Early in the new science-fiction film Robot & Frank Frank, an elderly man, gets a visit from his son, Hunter. Worried about his father's apparent decline, Hunter takes a gift out of the back of his car: a white robot with a humanlike body and a polite speaking voice.
The machine, Hunter promises, will keep his dad healthy and focused - and the house clean. Frank's not so sure: "That thing's going to kill me in my sleep," he worries. But before long the "healthcare" robot is cooking his meals, planting a garden and planning activities to keep his human overlord occupied.
The film's depiction of robot- human relations may still be a fantasy, but it's also a reminder we've been expecting elder-care robots like Frank's in the real world for several years now and, so far, they're nowhere to be seen. So what's the holdup?
Much of the Western World has ageing populations as baby boomers hit retirement age. It's unclear who will take care of all of these old people.
The solution, the robotics industry hopes, is technology.
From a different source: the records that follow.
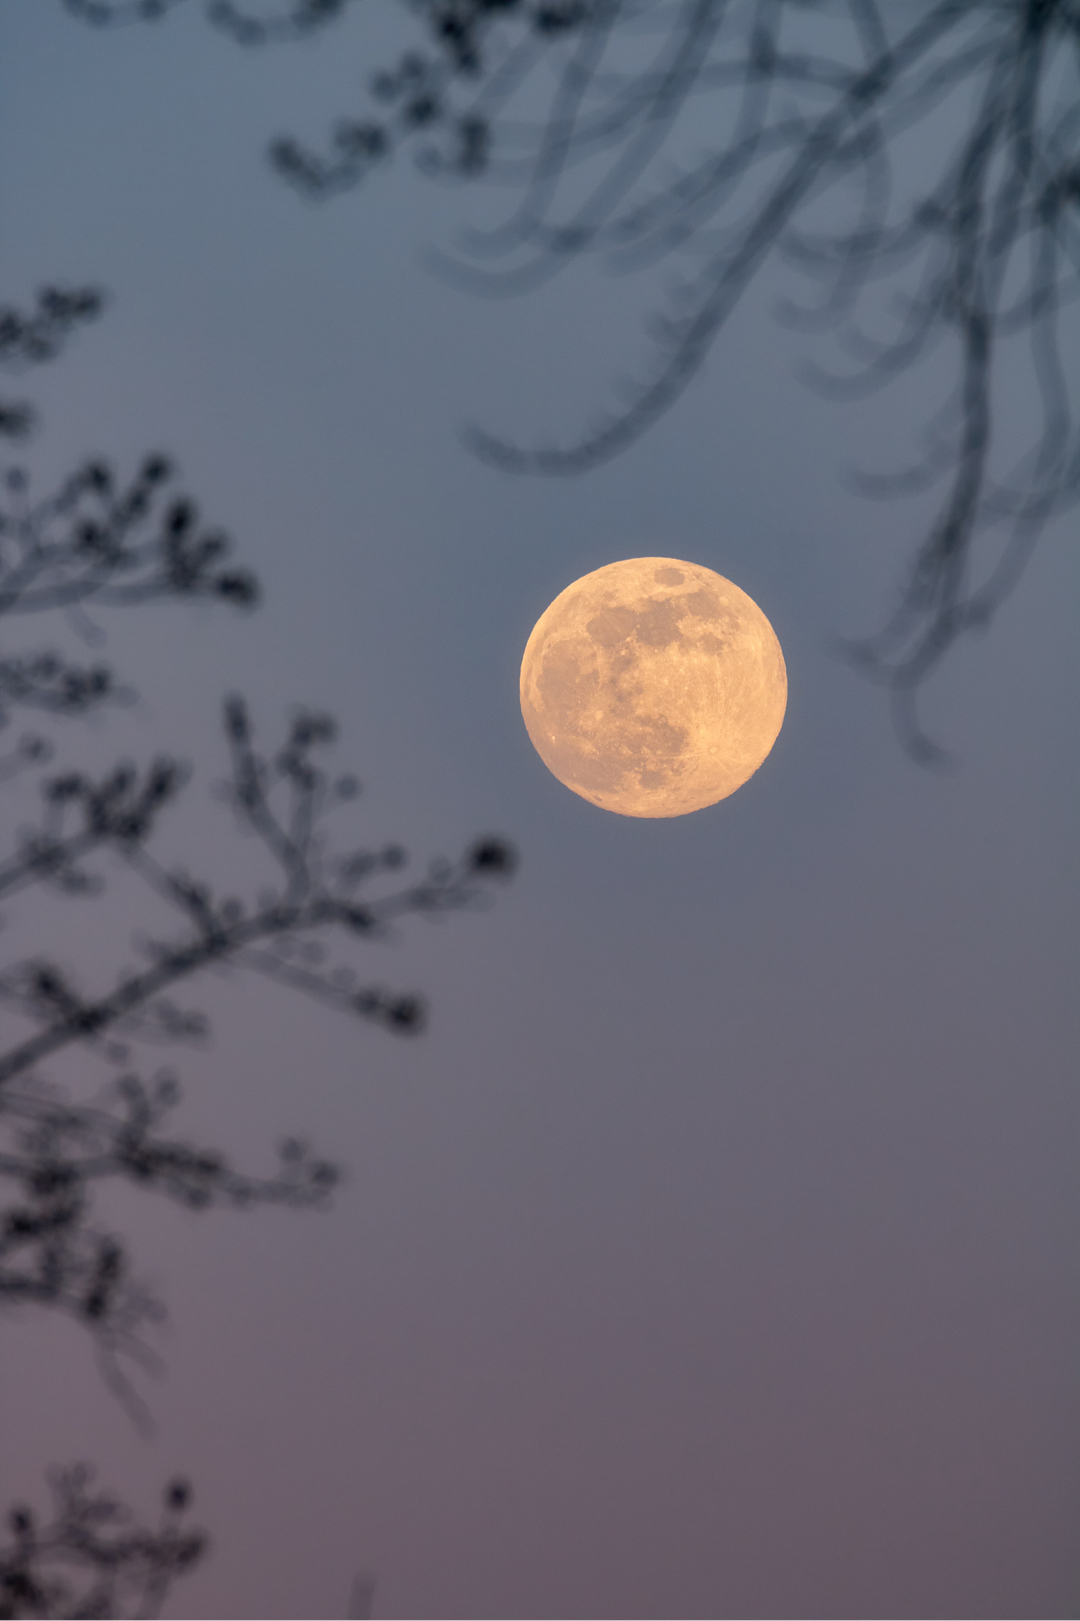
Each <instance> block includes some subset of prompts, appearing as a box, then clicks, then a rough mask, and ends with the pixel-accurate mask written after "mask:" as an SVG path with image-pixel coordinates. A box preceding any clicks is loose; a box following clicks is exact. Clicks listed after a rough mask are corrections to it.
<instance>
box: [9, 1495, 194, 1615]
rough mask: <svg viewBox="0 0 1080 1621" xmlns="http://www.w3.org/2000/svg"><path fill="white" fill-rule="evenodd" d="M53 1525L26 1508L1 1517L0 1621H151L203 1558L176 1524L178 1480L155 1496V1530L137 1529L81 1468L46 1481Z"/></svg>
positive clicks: (28, 1509)
mask: <svg viewBox="0 0 1080 1621" xmlns="http://www.w3.org/2000/svg"><path fill="white" fill-rule="evenodd" d="M49 1483H50V1488H52V1498H54V1508H52V1517H49V1519H45V1520H44V1522H42V1520H39V1517H37V1516H36V1514H34V1511H32V1509H31V1508H26V1506H19V1508H16V1509H11V1512H10V1516H8V1524H10V1540H8V1542H6V1543H2V1545H0V1621H15V1618H52V1616H57V1618H58V1616H156V1615H159V1613H161V1606H162V1602H164V1598H165V1593H167V1590H169V1589H170V1587H172V1584H174V1582H175V1580H177V1579H178V1577H180V1576H186V1574H188V1572H190V1571H191V1569H193V1568H195V1566H196V1564H198V1561H199V1559H201V1558H203V1555H204V1553H206V1546H208V1540H206V1533H204V1532H201V1530H188V1529H186V1527H185V1524H183V1516H185V1512H186V1509H188V1504H190V1501H191V1491H190V1486H188V1485H186V1482H185V1480H174V1482H170V1485H169V1486H167V1488H165V1491H164V1495H162V1514H161V1519H159V1524H157V1527H156V1529H151V1527H146V1525H139V1524H138V1522H136V1520H133V1516H131V1514H130V1511H128V1509H126V1508H123V1504H122V1503H120V1501H118V1499H117V1498H114V1496H112V1495H110V1493H107V1491H102V1490H101V1488H99V1486H96V1485H94V1472H92V1470H91V1469H88V1467H86V1465H84V1464H79V1465H75V1467H73V1469H57V1470H54V1472H52V1475H50V1482H49Z"/></svg>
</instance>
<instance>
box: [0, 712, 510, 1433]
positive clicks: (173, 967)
mask: <svg viewBox="0 0 1080 1621" xmlns="http://www.w3.org/2000/svg"><path fill="white" fill-rule="evenodd" d="M225 736H227V742H229V751H230V763H232V775H230V780H229V781H227V785H224V794H225V799H227V802H229V804H230V806H232V811H234V815H235V819H237V823H238V827H240V830H242V832H245V833H248V835H253V836H255V838H256V840H258V843H259V846H261V849H263V853H264V856H266V859H268V864H269V882H266V880H263V882H261V883H259V887H258V890H256V895H255V896H253V898H248V900H242V898H238V896H237V895H216V893H214V890H212V887H211V883H209V882H206V880H198V879H193V877H191V875H190V874H188V872H185V870H182V869H178V867H167V866H164V864H162V862H161V861H159V859H157V858H156V856H154V853H152V849H151V845H152V836H154V833H156V828H157V819H159V814H161V811H162V809H164V807H165V806H169V804H172V802H174V801H175V798H177V794H178V791H180V788H182V786H183V781H185V775H186V773H185V772H183V770H182V768H180V767H178V765H177V763H175V762H172V760H165V759H162V760H157V762H156V763H154V765H152V767H151V768H149V770H146V772H143V773H139V772H136V770H135V768H133V767H117V770H114V772H112V773H110V775H107V776H105V778H102V780H101V781H96V780H91V778H88V776H84V775H81V773H75V772H73V773H66V775H60V776H52V778H49V780H47V781H45V783H44V788H42V814H41V822H39V823H37V827H36V828H32V830H31V832H28V833H24V835H23V838H21V843H19V848H18V849H16V853H15V854H13V856H11V858H8V861H6V862H2V864H0V893H6V895H13V893H16V892H19V890H21V888H24V887H26V885H29V883H32V882H45V883H52V885H58V887H60V888H62V890H63V892H65V893H70V895H99V893H101V890H102V887H104V875H102V870H101V867H102V859H104V858H105V856H110V858H112V859H114V862H115V861H118V862H120V864H122V866H123V867H125V869H126V870H128V872H131V874H133V875H136V877H138V879H141V880H143V882H144V885H146V887H148V890H149V892H151V896H152V898H154V901H159V903H162V901H164V903H165V908H167V913H170V914H172V916H174V919H175V927H174V932H172V935H169V937H154V939H149V937H148V939H143V942H141V945H139V953H141V956H143V960H144V964H143V966H141V968H135V969H130V968H128V969H122V971H120V973H118V976H117V979H115V982H114V986H112V989H109V990H105V992H104V994H102V992H91V994H86V992H84V990H83V989H81V987H79V986H78V982H76V979H75V977H73V976H71V974H70V973H68V971H65V969H63V968H60V966H58V964H57V963H55V961H50V960H45V958H41V956H32V958H28V960H24V961H21V963H15V964H13V966H10V968H8V969H6V971H5V973H0V1002H3V1003H6V1007H8V1008H10V1010H11V1012H13V1013H15V1015H16V1016H19V1018H21V1020H23V1021H24V1023H28V1024H31V1026H32V1034H29V1036H24V1037H23V1039H21V1041H16V1042H13V1044H10V1046H8V1047H6V1050H3V1052H0V1133H3V1131H6V1133H8V1136H10V1144H8V1146H6V1148H3V1149H0V1182H3V1180H6V1182H8V1183H15V1190H16V1191H15V1196H13V1200H11V1201H10V1203H8V1201H5V1204H3V1208H2V1209H0V1300H5V1298H6V1300H8V1302H18V1303H34V1305H47V1307H55V1308H58V1310H63V1311H66V1313H68V1315H73V1316H75V1318H78V1319H79V1321H81V1323H83V1324H84V1326H86V1328H89V1329H91V1331H92V1334H94V1339H96V1342H97V1347H99V1352H101V1357H102V1368H104V1371H105V1376H107V1379H109V1383H110V1386H112V1389H114V1391H115V1392H117V1394H118V1396H120V1399H122V1401H123V1402H125V1405H126V1407H128V1410H130V1412H131V1414H133V1415H135V1417H136V1418H138V1420H139V1422H141V1423H144V1422H146V1414H144V1409H143V1405H141V1402H139V1399H138V1396H136V1394H135V1391H133V1388H131V1384H130V1381H128V1379H126V1376H125V1373H123V1371H122V1365H120V1358H122V1357H128V1358H135V1360H136V1362H141V1363H143V1365H146V1367H152V1365H154V1358H152V1355H151V1352H149V1350H148V1347H146V1345H144V1342H143V1339H141V1337H139V1332H141V1329H143V1328H146V1326H148V1324H149V1323H152V1321H157V1319H161V1316H162V1308H161V1305H159V1303H157V1302H156V1300H154V1298H152V1295H149V1294H148V1292H146V1290H144V1289H143V1285H141V1284H138V1281H136V1279H135V1277H133V1276H131V1269H130V1263H128V1255H126V1248H125V1243H123V1240H120V1238H117V1237H115V1235H114V1234H109V1232H102V1230H99V1229H97V1227H94V1225H92V1222H91V1219H89V1193H91V1188H92V1185H94V1183H96V1182H99V1180H102V1178H114V1180H115V1178H120V1180H126V1182H130V1183H138V1185H139V1187H144V1188H148V1190H154V1191H159V1193H164V1195H167V1196H169V1198H174V1200H178V1201H180V1203H183V1204H186V1206H190V1208H199V1209H203V1208H211V1206H216V1204H232V1206H250V1204H255V1203H289V1204H294V1206H298V1204H315V1203H321V1201H323V1200H324V1196H326V1195H328V1191H329V1188H331V1187H332V1183H334V1175H336V1174H334V1170H332V1167H329V1165H328V1164H326V1162H324V1161H316V1159H311V1157H310V1156H308V1153H306V1149H303V1148H302V1146H300V1144H297V1143H290V1144H285V1148H284V1149H282V1165H281V1170H279V1172H277V1175H274V1177H269V1178H261V1180H259V1178H251V1177H246V1175H240V1174H238V1172H235V1170H234V1169H232V1165H230V1162H229V1161H227V1159H225V1157H224V1156H221V1154H217V1153H214V1151H208V1149H195V1148H191V1146H190V1144H183V1143H178V1141H175V1140H169V1138H162V1136H161V1135H159V1133H157V1125H159V1122H161V1118H162V1115H164V1114H165V1112H167V1110H169V1109H170V1107H174V1104H175V1101H177V1089H175V1083H174V1081H172V1080H170V1078H169V1076H165V1078H162V1080H159V1081H157V1083H154V1086H152V1088H148V1086H146V1084H144V1083H143V1081H141V1080H139V1078H138V1075H135V1073H125V1075H123V1078H122V1080H120V1081H118V1083H117V1086H115V1088H114V1091H110V1094H109V1099H107V1102H105V1104H96V1106H92V1107H88V1106H83V1104H70V1102H66V1101H63V1099H60V1097H58V1096H57V1094H55V1093H54V1091H50V1089H45V1088H44V1083H42V1081H41V1080H36V1075H37V1070H39V1067H41V1063H42V1062H44V1060H47V1059H52V1057H57V1055H60V1054H63V1052H66V1050H71V1049H76V1047H86V1049H89V1050H96V1052H99V1054H101V1055H102V1057H104V1059H105V1060H107V1062H109V1063H117V1062H120V1063H123V1062H125V1060H126V1055H128V1044H131V1042H143V1044H146V1042H162V1041H167V1042H178V1041H191V1039H196V1041H198V1039H201V1037H203V1036H204V1034H206V1033H208V1028H209V1026H208V1021H206V1020H204V1016H203V1015H201V1013H199V1012H198V1010H191V1008H183V1007H180V1005H177V1002H175V1000H172V992H174V990H175V989H177V987H178V986H180V984H182V982H186V981H190V979H193V977H195V976H198V974H199V973H203V971H204V969H208V968H212V966H222V964H225V963H230V964H234V966H238V968H248V969H251V971H255V973H259V974H263V976H266V977H271V979H272V981H276V982H279V984H285V986H289V987H290V989H295V990H300V992H303V994H306V995H311V997H315V999H316V1000H319V1002H323V1003H329V1005H332V1007H336V1008H337V1010H339V1012H342V1013H349V1015H352V1016H360V1018H363V1020H368V1021H375V1023H378V1024H381V1026H383V1028H386V1029H389V1031H392V1033H397V1034H414V1033H417V1031H418V1029H420V1028H422V1024H423V1016H425V1008H423V1002H422V999H420V997H417V995H414V994H401V992H389V990H384V989H381V987H379V986H371V984H365V982H362V981H360V979H358V974H357V966H355V964H354V961H352V960H350V958H352V956H355V950H350V948H355V947H357V945H360V943H363V945H366V943H368V942H373V940H386V939H388V937H389V934H391V930H392V926H394V924H396V922H397V921H401V919H404V917H409V916H428V917H433V916H441V914H444V913H448V911H461V909H462V908H467V906H474V905H477V903H480V901H483V900H485V898H486V895H488V893H490V888H491V883H493V882H495V880H499V879H504V877H508V875H509V874H511V872H512V867H514V854H512V851H511V848H509V846H508V845H506V843H504V841H503V840H496V838H483V840H478V841H477V843H474V845H472V846H470V848H469V849H467V851H465V854H464V856H462V858H459V859H457V861H435V862H431V864H430V867H428V870H426V874H423V875H420V877H417V879H412V880H409V882H388V879H389V875H391V874H397V872H401V870H402V869H404V867H405V866H407V856H405V853H404V851H402V849H401V848H399V846H396V845H391V846H386V848H383V849H366V848H363V846H362V848H352V846H350V848H345V849H341V851H336V849H334V848H332V845H331V843H329V840H328V832H326V819H328V815H329V812H331V811H332V809H334V807H337V806H342V804H347V802H349V801H352V799H354V798H355V794H357V783H355V780H354V778H349V776H334V775H332V773H331V772H329V770H328V767H326V765H324V763H323V762H321V754H323V752H324V749H326V747H328V746H329V744H331V741H332V738H334V726H332V721H331V720H329V718H328V716H324V715H311V713H300V715H298V716H297V718H295V720H294V723H292V726H290V729H289V733H287V736H285V741H284V744H282V747H281V749H277V751H276V752H274V754H272V755H266V754H263V752H261V751H259V749H258V747H256V741H255V734H253V729H251V723H250V718H248V712H246V707H245V704H243V702H242V700H240V699H237V697H234V699H229V700H227V704H225ZM334 940H336V942H337V952H336V956H334V960H329V956H328V942H329V943H332V942H334ZM117 1039H120V1041H122V1042H123V1044H125V1046H117Z"/></svg>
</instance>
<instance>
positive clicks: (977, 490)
mask: <svg viewBox="0 0 1080 1621" xmlns="http://www.w3.org/2000/svg"><path fill="white" fill-rule="evenodd" d="M70 3H71V8H73V10H76V11H79V10H84V6H81V5H79V3H78V0H70ZM96 10H99V11H104V10H109V11H110V13H112V15H114V16H118V10H117V8H112V6H107V8H102V6H99V8H96ZM344 11H345V5H344V0H342V3H331V5H315V3H313V5H303V3H300V0H297V3H292V5H289V3H282V5H281V6H274V8H268V6H261V5H258V3H256V0H251V3H250V5H238V3H216V5H211V6H209V8H208V16H209V18H211V21H214V23H216V24H217V26H222V28H225V31H227V32H230V34H232V36H234V37H235V39H238V41H242V42H246V44H261V42H266V41H271V39H292V37H297V36H298V34H300V32H310V31H311V29H315V28H321V26H326V24H329V23H332V21H336V19H339V18H341V16H342V15H344ZM409 11H410V13H412V15H414V16H415V18H417V24H418V44H417V45H415V47H414V49H410V50H407V52H405V53H404V55H402V57H401V58H399V60H397V63H396V65H394V66H392V68H389V70H379V71H375V73H371V75H368V92H370V105H368V109H366V110H365V112H363V115H362V117H354V118H347V120H339V123H337V125H336V126H334V130H332V131H331V138H329V141H328V143H326V146H324V149H323V151H318V149H313V148H310V146H305V144H303V143H300V141H297V139H295V138H292V136H282V138H279V139H276V141H274V143H272V146H271V162H272V164H274V167H276V169H277V172H279V173H281V175H282V177H284V178H287V180H289V182H290V183H292V185H295V186H297V188H298V190H300V191H303V193H305V195H308V196H315V198H318V196H329V195H334V193H339V191H345V190H350V188H354V186H355V185H358V183H360V182H362V180H363V178H365V175H366V173H368V172H370V170H371V167H373V165H376V164H381V162H384V160H386V159H388V157H389V156H392V154H394V152H396V151H397V149H399V148H402V146H410V148H412V149H414V151H415V154H417V157H418V162H420V165H422V169H423V170H425V172H430V173H438V175H443V177H456V178H465V180H467V178H475V177H480V175H483V177H485V178H486V180H490V182H491V183H495V185H498V186H503V188H506V190H508V191H509V193H511V196H512V203H511V206H509V209H508V214H506V219H504V220H503V224H501V225H498V227H496V229H491V230H486V232H472V233H470V235H469V237H467V238H465V243H464V250H462V254H461V256H459V258H457V259H451V258H446V256H443V258H441V261H439V263H441V266H443V271H444V274H448V276H452V277H454V279H456V280H459V282H462V284H464V285H467V287H472V289H475V290H478V292H486V293H491V295H512V293H519V292H525V290H529V289H532V287H537V285H538V284H540V282H543V280H546V279H548V277H551V276H555V274H558V272H559V271H563V269H566V267H568V266H569V264H572V263H576V261H577V259H582V258H584V256H589V254H594V256H600V258H602V259H603V261H605V263H606V264H608V266H610V267H611V269H615V271H619V272H637V271H642V269H649V267H654V266H657V264H660V263H665V261H666V263H670V264H676V266H678V267H679V271H678V282H676V284H675V287H673V290H671V292H670V293H668V297H666V302H665V303H663V306H662V310H660V313H658V314H655V316H654V318H652V319H650V323H649V336H650V345H652V347H650V361H649V365H647V366H645V370H644V371H642V374H641V378H639V379H637V381H636V383H632V384H629V386H628V387H626V389H624V391H621V399H619V402H618V404H616V405H615V407H613V408H611V410H608V412H606V413H603V415H602V417H600V418H598V421H597V423H595V425H594V426H592V428H589V430H587V431H584V433H581V434H576V436H572V438H571V439H569V441H566V443H563V444H556V446H550V447H532V449H530V447H522V446H517V444H512V443H509V441H508V439H506V438H504V436H501V434H491V433H486V431H482V430H470V433H469V434H467V443H469V444H470V446H472V447H474V451H477V454H480V456H482V457H485V459H486V460H490V462H491V464H493V465H496V467H501V468H506V470H511V472H542V473H581V472H585V470H589V468H592V467H597V465H598V464H602V462H605V460H608V459H610V457H613V456H618V454H621V452H623V451H626V449H628V447H629V446H631V444H634V443H636V439H637V438H641V434H642V433H645V431H647V430H649V428H650V426H652V425H654V423H655V421H657V420H658V418H660V417H662V415H663V413H665V412H666V410H670V408H671V405H673V404H675V402H676V400H678V399H679V397H681V394H683V391H684V389H686V386H688V383H689V381H691V378H692V376H696V373H697V371H699V370H701V366H702V365H704V360H705V357H707V355H709V352H710V350H712V345H714V342H715V340H717V339H718V336H720V334H722V331H723V327H725V326H726V323H728V319H730V316H731V314H733V311H735V310H736V306H738V303H739V300H741V297H743V293H744V290H746V289H748V287H749V284H751V282H752V280H754V279H756V277H757V276H759V274H761V271H762V267H764V266H765V263H767V261H769V259H770V258H774V256H775V258H778V259H782V261H785V263H786V264H788V266H791V267H795V269H796V271H798V274H801V276H803V277H804V279H806V280H808V282H809V284H811V287H812V290H814V297H812V300H811V303H809V305H808V306H804V308H798V306H793V305H790V306H788V310H786V316H788V319H791V321H793V323H796V324H799V326H803V327H808V329H819V331H821V329H834V331H837V334H838V339H840V345H842V349H843V350H845V352H846V355H848V358H850V361H851V366H850V368H848V370H846V371H840V373H832V374H827V373H824V371H821V370H816V371H814V373H812V378H814V381H816V383H817V386H821V387H822V389H824V391H825V392H830V394H840V396H848V394H853V392H864V391H868V389H872V387H879V386H884V384H887V383H889V381H894V379H895V378H898V376H900V374H902V373H906V371H910V370H911V368H915V366H919V365H921V363H923V361H924V360H926V358H928V357H929V355H931V352H932V350H934V349H942V350H944V353H945V355H947V363H949V366H950V368H952V379H950V384H949V386H947V389H945V394H944V404H942V408H941V410H939V412H937V413H936V423H937V428H936V431H934V433H931V434H929V436H928V441H926V444H924V446H923V447H921V452H919V456H918V457H916V460H915V464H913V465H911V467H908V468H903V470H900V472H897V473H889V475H874V477H871V478H868V477H863V478H861V480H859V481H858V485H859V488H863V490H864V491H866V493H874V494H881V496H897V494H905V493H915V491H916V490H928V491H937V507H936V512H934V515H932V519H931V520H929V527H928V532H926V537H924V540H923V543H921V545H919V546H918V550H916V553H915V558H913V562H911V567H910V571H908V579H906V584H905V585H903V587H902V593H900V603H898V608H897V613H895V614H894V618H892V619H890V621H889V622H887V624H885V627H884V629H882V632H881V634H879V635H874V637H869V639H864V640H861V642H858V644H851V645H850V647H848V655H850V657H851V658H853V660H855V661H856V663H858V665H859V668H863V669H864V671H866V673H868V674H871V676H872V678H874V679H877V681H881V682H884V684H885V686H887V687H889V689H890V692H892V699H894V710H895V718H897V725H898V729H900V736H902V738H903V741H905V744H906V747H908V749H910V751H911V752H913V754H915V755H916V757H919V759H926V760H929V759H934V757H936V751H934V747H932V744H931V742H929V739H928V738H926V736H924V733H923V729H921V726H919V723H918V716H916V710H915V694H916V691H918V687H919V684H921V682H923V681H924V678H926V676H928V673H929V671H931V669H934V668H936V665H937V663H939V661H941V660H942V657H944V655H945V653H947V652H949V650H950V648H952V647H954V645H955V642H957V639H958V637H962V635H965V634H966V632H968V631H973V629H978V627H981V626H984V624H988V621H989V619H991V618H992V614H994V611H996V609H997V606H999V605H1001V603H1002V601H1004V598H1005V597H1007V595H1009V592H1010V590H1012V587H1014V585H1015V582H1017V579H1018V575H1020V572H1022V569H1023V564H1025V561H1026V558H1028V556H1030V553H1031V550H1033V546H1035V543H1036V540H1038V537H1039V532H1041V528H1043V527H1044V524H1046V520H1048V519H1049V517H1051V515H1052V514H1054V512H1059V511H1061V509H1062V507H1064V506H1065V504H1067V503H1070V501H1074V499H1075V496H1077V490H1078V488H1080V431H1078V428H1077V400H1075V378H1074V376H1072V374H1070V373H1069V371H1067V370H1065V366H1064V363H1062V337H1064V329H1062V321H1064V316H1065V311H1069V310H1072V306H1074V305H1075V295H1077V271H1078V269H1080V160H1078V159H1077V138H1078V135H1080V75H1078V58H1080V11H1078V10H1077V3H1075V0H924V3H921V5H919V6H916V8H911V6H890V5H887V3H884V0H832V3H830V0H822V3H821V5H812V6H808V5H804V3H801V0H647V3H631V0H414V3H410V5H409ZM1069 331H1070V332H1075V311H1074V326H1072V327H1070V329H1069ZM1015 340H1023V344H1025V357H1026V363H1028V376H1026V379H1025V383H1023V386H1025V387H1030V389H1031V392H1033V397H1035V402H1036V404H1035V407H1033V412H1031V423H1030V433H1028V439H1026V446H1023V444H1022V449H1020V452H1018V454H1017V452H1015V451H1014V449H1012V447H1010V444H1009V443H1007V441H1005V439H1004V436H1002V433H1001V430H999V428H997V425H996V417H997V413H999V407H1001V400H1002V396H1004V391H1005V387H1012V389H1014V391H1015V386H1017V384H1015V374H1014V373H1009V374H1007V373H1005V365H1007V357H1012V355H1014V353H1017V350H1015ZM1010 345H1012V347H1010ZM991 532H997V533H999V535H1001V537H1002V540H1001V548H999V556H997V558H996V559H994V558H992V551H991V561H986V562H984V561H983V558H984V556H986V553H988V546H989V535H991Z"/></svg>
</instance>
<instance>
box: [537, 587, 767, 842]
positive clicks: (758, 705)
mask: <svg viewBox="0 0 1080 1621" xmlns="http://www.w3.org/2000/svg"><path fill="white" fill-rule="evenodd" d="M786 702H788V676H786V669H785V665H783V653H782V652H780V644H778V640H777V635H775V632H774V629H772V626H770V624H769V621H767V619H765V616H764V613H762V611H761V608H759V606H757V603H756V601H752V598H749V597H748V595H746V592H741V590H739V588H738V585H733V584H731V580H725V579H723V575H720V574H714V571H712V569H704V567H701V564H697V562H679V561H678V558H629V559H628V561H624V562H610V564H608V566H606V567H603V569H597V571H595V572H594V574H585V575H584V577H582V579H581V580H576V582H574V584H572V585H568V587H566V590H564V592H561V593H559V595H558V597H556V598H555V601H553V603H551V606H550V608H548V609H546V613H543V614H542V616H540V619H538V621H537V626H535V629H534V632H532V635H530V637H529V642H527V645H525V657H524V658H522V665H521V712H522V715H524V718H525V728H527V729H529V736H530V738H532V742H534V746H535V749H537V754H538V755H540V759H542V760H543V763H545V765H546V767H548V770H551V772H553V773H555V775H556V776H558V780H559V781H561V783H564V785H566V786H568V788H572V791H574V793H576V794H581V796H582V799H589V801H592V804H595V806H600V807H602V809H605V811H616V812H618V814H619V815H642V817H660V815H686V812H688V811H701V809H704V807H705V806H712V804H715V802H717V801H718V799H726V796H728V794H733V793H735V789H736V788H741V786H743V783H744V781H746V780H748V776H752V775H754V772H756V770H757V767H759V765H761V763H762V760H764V759H765V755H767V754H769V751H770V749H772V746H774V742H775V741H777V734H778V731H780V726H782V725H783V712H785V707H786Z"/></svg>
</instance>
In Japan, where panic over an ageing population is nothing new, elder care robots have been a priority for more than a decade.
One of the Japanese researchers' bigger successes is Paro, a touch-sensitive companion robot - a sort of hi-tech stuffed animal, shaped like a seal - for elderly people with cognitive disorders such as Alzheimer's.
In recent years, Japanese tech giant Panasonic has created a hair-washing robot, a drug delivery robot, a robotic bed and HOSPI-Rimo, a robot with a touch- screen that helps hospital patients communicate with doctors and family.
In the next decade, the selection of personal elder-care robots is expected to expand dramatically in the United States as well.
"Full robots with arms are still very expensive," says Ashutosh Saxena, a professor in the department of computer science at Cornell University, "but they are getting cheaper by the day."
He predicts that armless robots - capable of communicating verbally with the elderly and observing them in case of accidents - will hit the market within the next five years.
There's just one hiccup: the elderly themselves.
Robotic technology has proven to be alienating for many older people.
Alexander Libin, scientific director of simulation and education research at Medstar Health Research Institute, argues one of the biggest challenges is that the elderly need to be able to communicate easily with them.
Although many robots can now recognise voice commands, nonverbal cues pose a much bigger challenge.
Robots will also need to be specialised to cope with the elderly population's diverse needs.
"People with chronic illnesses like diabetes need a robot that can help them with shots, people with bad vision need guidance, people with cancer that are in pain will need a robot to entertain them by having a conversation or reading a book," Mr Libin says.
Thomas Rogers is a freelance writer based in New York and Berlin.